I feel sorry for people who can’t eat eggs, they are my go to breakfast staple. They incredibly nutritious, packed full of protein, vitamin D and B vitamins they’re so versatile. Check out my eggy breakfast recipes for inspiration. Whilst fitness magazines of the 80s and 90s advocated using just egg whites as a trim protein filled superfood, today times are a changing. Yes, eggs are high in cholesterol, but they don’t adversely affect blood cholesterol which is the stuff that clogs up our arteries. In fact, the yokes contain good fats and consuming them whole studies are now indicating actually raises HDL (good cholesterol).
Coconut chips, flour and oil
Coconuttyness is sweeping the nation! Coconut oil, flour, crips, wraps, nectar, aminos. It’s everywhere. A hot topic of debate with the health conscious is how good coconut oil is for health. Read by post Is coconut oil good for you or is it just marketing hype? and make up your own mind. Personally, I’m a big fan, but like with most things moderation is the key. Yes it’s 90% saturated fat but not all fat is created equally and it’s the medium chain fatty acids in coconut oil that actually aid digestion and support weight loss buy increasing metabolism and fat burning.
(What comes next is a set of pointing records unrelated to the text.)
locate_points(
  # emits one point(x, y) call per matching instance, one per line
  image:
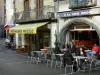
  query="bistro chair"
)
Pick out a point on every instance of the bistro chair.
point(36, 57)
point(59, 61)
point(48, 59)
point(69, 68)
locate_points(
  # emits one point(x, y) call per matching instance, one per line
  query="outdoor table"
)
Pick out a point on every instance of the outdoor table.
point(60, 55)
point(45, 50)
point(87, 50)
point(62, 50)
point(37, 51)
point(78, 60)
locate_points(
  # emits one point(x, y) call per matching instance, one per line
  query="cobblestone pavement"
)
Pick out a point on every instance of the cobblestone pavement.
point(12, 63)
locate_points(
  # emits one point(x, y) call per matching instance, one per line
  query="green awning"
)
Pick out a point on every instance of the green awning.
point(26, 28)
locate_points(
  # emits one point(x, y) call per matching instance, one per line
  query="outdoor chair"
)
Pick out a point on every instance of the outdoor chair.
point(69, 68)
point(59, 61)
point(36, 57)
point(90, 64)
point(49, 59)
point(30, 58)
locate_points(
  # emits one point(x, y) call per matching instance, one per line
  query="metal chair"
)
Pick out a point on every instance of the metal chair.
point(36, 57)
point(59, 61)
point(69, 68)
point(48, 59)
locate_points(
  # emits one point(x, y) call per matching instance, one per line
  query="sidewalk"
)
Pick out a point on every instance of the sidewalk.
point(12, 63)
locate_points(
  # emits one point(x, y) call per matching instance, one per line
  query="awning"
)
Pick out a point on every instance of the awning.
point(26, 28)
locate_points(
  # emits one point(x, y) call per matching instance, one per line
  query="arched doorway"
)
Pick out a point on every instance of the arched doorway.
point(85, 31)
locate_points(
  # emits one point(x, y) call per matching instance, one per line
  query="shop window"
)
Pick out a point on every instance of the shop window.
point(82, 27)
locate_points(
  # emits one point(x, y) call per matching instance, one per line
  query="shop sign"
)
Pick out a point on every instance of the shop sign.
point(49, 26)
point(23, 31)
point(79, 12)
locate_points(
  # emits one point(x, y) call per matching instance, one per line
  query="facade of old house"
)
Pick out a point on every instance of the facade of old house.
point(79, 21)
point(35, 24)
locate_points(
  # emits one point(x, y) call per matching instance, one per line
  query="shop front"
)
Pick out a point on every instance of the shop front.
point(31, 37)
point(80, 26)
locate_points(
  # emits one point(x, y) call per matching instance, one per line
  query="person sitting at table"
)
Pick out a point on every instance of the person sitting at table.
point(68, 59)
point(95, 49)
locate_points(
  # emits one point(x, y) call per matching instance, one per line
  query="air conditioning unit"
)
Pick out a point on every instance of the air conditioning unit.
point(50, 15)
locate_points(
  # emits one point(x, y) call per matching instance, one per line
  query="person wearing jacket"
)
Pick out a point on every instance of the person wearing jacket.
point(68, 59)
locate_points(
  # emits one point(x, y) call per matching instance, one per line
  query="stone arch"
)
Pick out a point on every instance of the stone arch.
point(79, 20)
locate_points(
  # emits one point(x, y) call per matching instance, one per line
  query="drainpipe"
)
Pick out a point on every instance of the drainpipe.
point(14, 12)
point(56, 4)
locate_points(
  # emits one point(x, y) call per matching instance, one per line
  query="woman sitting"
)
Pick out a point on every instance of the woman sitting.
point(95, 49)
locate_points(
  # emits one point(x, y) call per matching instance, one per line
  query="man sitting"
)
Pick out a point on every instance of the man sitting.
point(94, 50)
point(68, 59)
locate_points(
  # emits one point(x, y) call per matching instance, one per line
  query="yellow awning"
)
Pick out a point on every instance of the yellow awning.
point(26, 28)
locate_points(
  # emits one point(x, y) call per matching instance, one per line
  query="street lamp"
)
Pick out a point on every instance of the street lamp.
point(56, 4)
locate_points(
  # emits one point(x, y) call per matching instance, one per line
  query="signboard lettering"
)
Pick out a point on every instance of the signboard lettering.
point(79, 12)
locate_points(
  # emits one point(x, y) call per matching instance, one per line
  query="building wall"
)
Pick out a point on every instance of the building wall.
point(65, 22)
point(2, 12)
point(9, 12)
point(19, 5)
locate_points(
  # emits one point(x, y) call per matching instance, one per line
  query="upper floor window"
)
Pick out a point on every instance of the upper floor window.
point(81, 3)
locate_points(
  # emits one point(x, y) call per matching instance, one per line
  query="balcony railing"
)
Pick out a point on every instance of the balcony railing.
point(45, 12)
point(73, 4)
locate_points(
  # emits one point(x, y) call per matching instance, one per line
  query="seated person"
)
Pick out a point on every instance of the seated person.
point(94, 50)
point(68, 59)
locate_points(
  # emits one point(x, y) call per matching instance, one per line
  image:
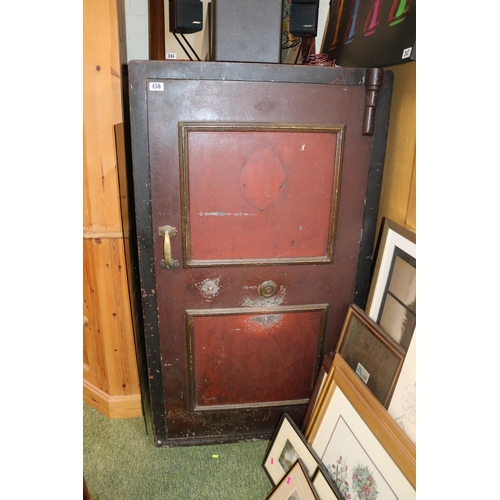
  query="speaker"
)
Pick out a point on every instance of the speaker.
point(185, 16)
point(247, 30)
point(304, 18)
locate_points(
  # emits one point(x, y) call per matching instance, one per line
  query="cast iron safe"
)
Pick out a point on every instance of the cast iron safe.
point(256, 190)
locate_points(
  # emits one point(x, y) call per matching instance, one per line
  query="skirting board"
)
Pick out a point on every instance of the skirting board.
point(112, 406)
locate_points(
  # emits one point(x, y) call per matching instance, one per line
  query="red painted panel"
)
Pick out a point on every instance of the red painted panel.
point(260, 194)
point(255, 358)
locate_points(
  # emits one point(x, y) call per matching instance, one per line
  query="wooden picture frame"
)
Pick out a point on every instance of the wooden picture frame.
point(318, 385)
point(287, 445)
point(392, 296)
point(358, 441)
point(375, 356)
point(403, 404)
point(295, 485)
point(324, 485)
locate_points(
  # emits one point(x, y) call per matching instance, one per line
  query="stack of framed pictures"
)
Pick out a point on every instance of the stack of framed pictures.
point(294, 468)
point(358, 436)
point(352, 447)
point(361, 446)
point(392, 304)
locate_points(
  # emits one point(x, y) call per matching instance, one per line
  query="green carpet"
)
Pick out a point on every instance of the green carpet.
point(121, 462)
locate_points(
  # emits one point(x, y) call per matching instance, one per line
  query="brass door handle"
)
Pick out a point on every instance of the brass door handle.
point(268, 289)
point(167, 262)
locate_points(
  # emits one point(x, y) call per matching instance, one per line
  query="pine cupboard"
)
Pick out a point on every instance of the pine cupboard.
point(110, 375)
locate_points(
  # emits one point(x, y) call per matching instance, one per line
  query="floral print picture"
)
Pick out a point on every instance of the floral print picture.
point(355, 474)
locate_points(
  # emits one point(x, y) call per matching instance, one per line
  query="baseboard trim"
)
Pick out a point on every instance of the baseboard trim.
point(112, 406)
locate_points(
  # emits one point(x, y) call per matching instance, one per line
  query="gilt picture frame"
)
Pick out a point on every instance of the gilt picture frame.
point(375, 356)
point(295, 485)
point(318, 386)
point(360, 444)
point(287, 445)
point(324, 485)
point(392, 299)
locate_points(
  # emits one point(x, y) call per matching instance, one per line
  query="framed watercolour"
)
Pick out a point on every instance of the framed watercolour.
point(375, 356)
point(318, 385)
point(403, 405)
point(287, 445)
point(362, 447)
point(295, 485)
point(392, 295)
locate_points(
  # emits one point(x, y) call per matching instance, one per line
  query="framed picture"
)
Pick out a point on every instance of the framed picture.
point(295, 485)
point(392, 296)
point(375, 356)
point(318, 385)
point(403, 405)
point(364, 450)
point(324, 485)
point(287, 445)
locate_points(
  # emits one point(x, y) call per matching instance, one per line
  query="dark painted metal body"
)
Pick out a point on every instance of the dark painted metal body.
point(216, 347)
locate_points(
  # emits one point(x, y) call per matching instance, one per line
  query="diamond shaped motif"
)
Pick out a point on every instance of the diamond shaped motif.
point(262, 178)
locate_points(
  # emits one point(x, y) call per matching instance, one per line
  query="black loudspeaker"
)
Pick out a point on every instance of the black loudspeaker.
point(304, 17)
point(247, 30)
point(185, 16)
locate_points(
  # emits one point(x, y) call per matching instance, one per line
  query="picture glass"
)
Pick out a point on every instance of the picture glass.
point(354, 458)
point(287, 446)
point(397, 315)
point(403, 405)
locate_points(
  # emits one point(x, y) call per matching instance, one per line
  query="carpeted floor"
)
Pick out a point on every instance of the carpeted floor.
point(121, 462)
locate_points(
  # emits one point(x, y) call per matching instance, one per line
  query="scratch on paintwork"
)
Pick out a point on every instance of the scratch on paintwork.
point(267, 320)
point(209, 288)
point(316, 187)
point(262, 301)
point(225, 214)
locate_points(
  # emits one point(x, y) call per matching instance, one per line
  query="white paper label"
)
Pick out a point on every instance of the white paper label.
point(156, 86)
point(406, 53)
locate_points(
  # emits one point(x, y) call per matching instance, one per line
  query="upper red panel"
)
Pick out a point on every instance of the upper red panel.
point(245, 188)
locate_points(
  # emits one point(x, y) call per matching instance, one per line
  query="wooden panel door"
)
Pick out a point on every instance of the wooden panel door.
point(256, 189)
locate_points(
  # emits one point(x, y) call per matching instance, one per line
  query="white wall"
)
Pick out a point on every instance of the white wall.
point(136, 19)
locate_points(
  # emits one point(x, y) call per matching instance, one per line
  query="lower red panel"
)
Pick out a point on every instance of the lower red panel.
point(249, 359)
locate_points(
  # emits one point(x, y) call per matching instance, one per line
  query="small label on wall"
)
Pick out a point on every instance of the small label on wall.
point(406, 53)
point(156, 86)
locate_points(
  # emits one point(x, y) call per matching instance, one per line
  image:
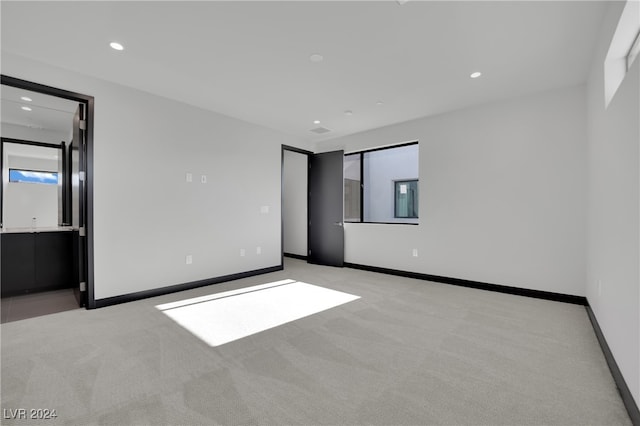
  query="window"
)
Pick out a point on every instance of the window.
point(633, 52)
point(381, 185)
point(352, 188)
point(406, 199)
point(32, 176)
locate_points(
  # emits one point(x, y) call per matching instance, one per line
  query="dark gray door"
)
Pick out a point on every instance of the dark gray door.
point(78, 179)
point(326, 232)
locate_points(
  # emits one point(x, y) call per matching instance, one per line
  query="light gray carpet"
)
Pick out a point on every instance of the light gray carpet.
point(407, 352)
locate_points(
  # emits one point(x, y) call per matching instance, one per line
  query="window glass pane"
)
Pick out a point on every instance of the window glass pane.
point(31, 176)
point(382, 169)
point(352, 188)
point(406, 202)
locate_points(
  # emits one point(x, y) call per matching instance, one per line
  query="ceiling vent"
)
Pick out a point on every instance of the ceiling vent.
point(320, 130)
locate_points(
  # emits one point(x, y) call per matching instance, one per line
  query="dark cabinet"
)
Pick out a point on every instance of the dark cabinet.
point(36, 261)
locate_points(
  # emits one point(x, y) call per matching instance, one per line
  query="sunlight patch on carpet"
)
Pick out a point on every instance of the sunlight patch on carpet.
point(224, 317)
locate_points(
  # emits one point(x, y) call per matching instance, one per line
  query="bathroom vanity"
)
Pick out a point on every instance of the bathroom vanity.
point(36, 260)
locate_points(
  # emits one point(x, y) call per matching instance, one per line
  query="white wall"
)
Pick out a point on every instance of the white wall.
point(146, 217)
point(25, 201)
point(613, 209)
point(37, 135)
point(294, 195)
point(502, 195)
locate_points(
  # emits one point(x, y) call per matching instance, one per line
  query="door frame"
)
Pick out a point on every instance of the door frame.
point(88, 101)
point(308, 155)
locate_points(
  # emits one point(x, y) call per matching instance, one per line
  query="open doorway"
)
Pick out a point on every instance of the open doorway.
point(46, 200)
point(295, 208)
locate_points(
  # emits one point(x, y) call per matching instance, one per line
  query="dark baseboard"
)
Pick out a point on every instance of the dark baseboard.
point(623, 389)
point(100, 303)
point(295, 256)
point(538, 294)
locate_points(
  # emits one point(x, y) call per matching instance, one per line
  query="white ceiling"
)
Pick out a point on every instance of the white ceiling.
point(250, 60)
point(47, 112)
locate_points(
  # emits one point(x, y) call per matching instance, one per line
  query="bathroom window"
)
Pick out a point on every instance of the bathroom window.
point(33, 176)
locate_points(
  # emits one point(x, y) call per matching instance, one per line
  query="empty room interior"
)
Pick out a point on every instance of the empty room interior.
point(320, 212)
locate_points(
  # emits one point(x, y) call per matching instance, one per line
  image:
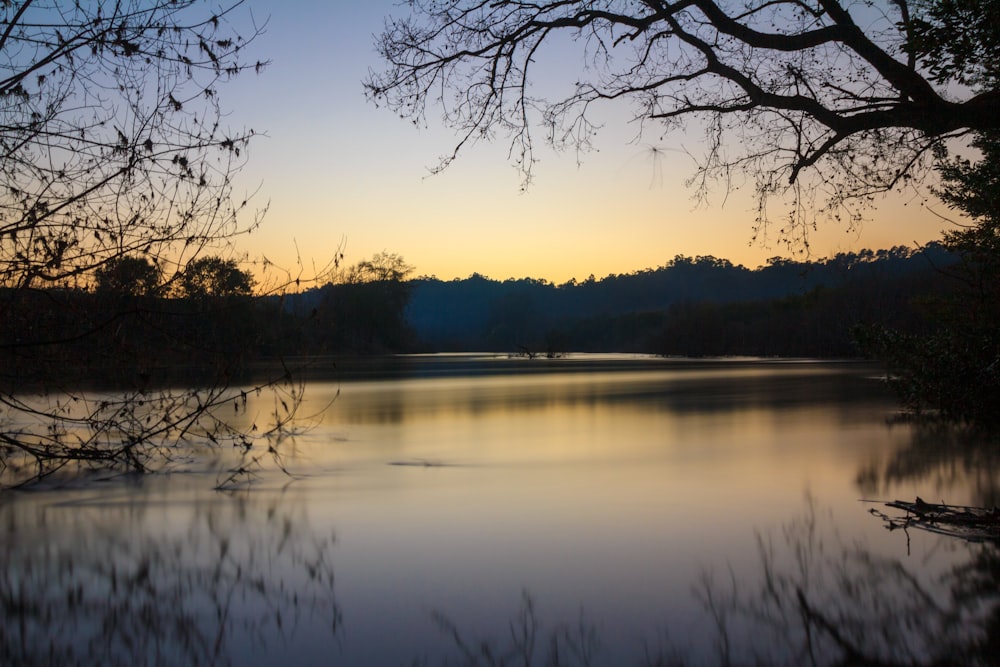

A bit like marmite, you either love them or hate them. I’m in the LOVE corner on this one. If you’ve sampled a few and not found the one for you yet, please don’t give up. A bit like wine, olives vary in taste considerably depending on which country and region they are from and how they are preserved. A Nocellara with its buttery flavour is somewhat different to the salty richness you’ll find with a kalamata. If you’ve an autoimmune disease or compromised gut, try to find the ones just in olive oil or sunflower oil without preservatives. In the UK I recommend Wholefood’s Green Olives with Basil or The Olive Company do a wide variety just in brine.